Like horses and buggies, in-person shopping, and Blockbuster, another once-contemporary fact of life may become a relic of yesteryear: changing the clocks.
Wednesday night, a state commission voted 9-1 in favor of a report suggesting Massachusetts ditch the whole “fall back” thing and stick to daylight saving time for the entire year instead. The proposal, crafted by representatives from across the state and initially released last month, found Massachusetts would reap both economic and public health benefits should it move to the Atlantic Time Zone.
But it’s unlikely to be a short matter of time before we quit the daylight saving game.

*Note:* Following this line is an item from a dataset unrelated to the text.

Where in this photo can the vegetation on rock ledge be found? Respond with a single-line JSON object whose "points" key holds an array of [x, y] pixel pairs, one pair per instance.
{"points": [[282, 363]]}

The Boston Globe reported that the state Legislature and federal Department of Transportation would need to give the plan a thumbs-up, too, for it to become reality. And, despite the Bay State’s penchant for innovation and pioneering behavior, the commission does not recommend Massachusetts forge bravely into a new time zone alone.

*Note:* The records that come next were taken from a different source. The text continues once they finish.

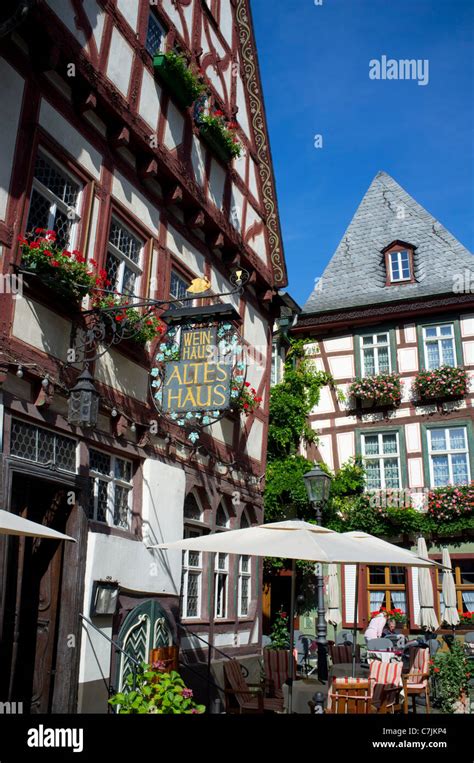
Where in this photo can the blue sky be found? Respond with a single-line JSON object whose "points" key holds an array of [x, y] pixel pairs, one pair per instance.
{"points": [[314, 62]]}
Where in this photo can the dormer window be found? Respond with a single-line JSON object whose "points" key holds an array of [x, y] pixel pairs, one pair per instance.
{"points": [[399, 263]]}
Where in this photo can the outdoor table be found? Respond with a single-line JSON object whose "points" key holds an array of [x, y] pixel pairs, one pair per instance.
{"points": [[303, 691]]}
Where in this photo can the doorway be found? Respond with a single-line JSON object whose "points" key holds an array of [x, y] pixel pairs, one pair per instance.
{"points": [[33, 583]]}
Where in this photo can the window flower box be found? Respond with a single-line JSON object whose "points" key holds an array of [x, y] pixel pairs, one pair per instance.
{"points": [[184, 85], [220, 136], [441, 383], [384, 389], [66, 273]]}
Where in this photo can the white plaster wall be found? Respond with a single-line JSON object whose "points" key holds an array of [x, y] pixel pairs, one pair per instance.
{"points": [[123, 374], [340, 344], [129, 8], [415, 472], [173, 136], [468, 353], [345, 446], [185, 251], [254, 443], [65, 134], [413, 438], [256, 329], [150, 96], [65, 11], [135, 202], [216, 184], [325, 448], [467, 325], [119, 65], [342, 367], [407, 359], [42, 328], [12, 94], [198, 157], [410, 333]]}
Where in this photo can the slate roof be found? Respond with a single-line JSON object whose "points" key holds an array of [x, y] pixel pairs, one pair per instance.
{"points": [[356, 275]]}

According to CBS Boston, State Sen. Eileen Donoghue, a Lowell Democrat and the leader of the commission, said the recommendation to move ahead only stands “if a majority of other northeast states, also possibly including New York, also do so.”
Those thorny southern neighbors of ours were also top-of-mind for State Rep. Paul Frost, an Auburn Republican and commission member, who told the Globe that leaving New York an hour behind would be incredibly disruptive, as travel and broadcast schedules would be thrown out of whack. Just think about it: If Massachusetts makes the jump ahead and the Pats have the Monday night game down at the Meadowlands, it may not start until 9:30 p.m. in Boston. Preposterous and obscene for a work night!
Predicated on the idea that it gets so dark so early during the winter, the report found evidence that traffic fatalities, street crime, and work-related injuries could decline if Daylight Saving is extended for the entire year. The sands of time are likely to move slowly on this one, so for the time being, don’t forget to turn your clocks back on Sunday morning.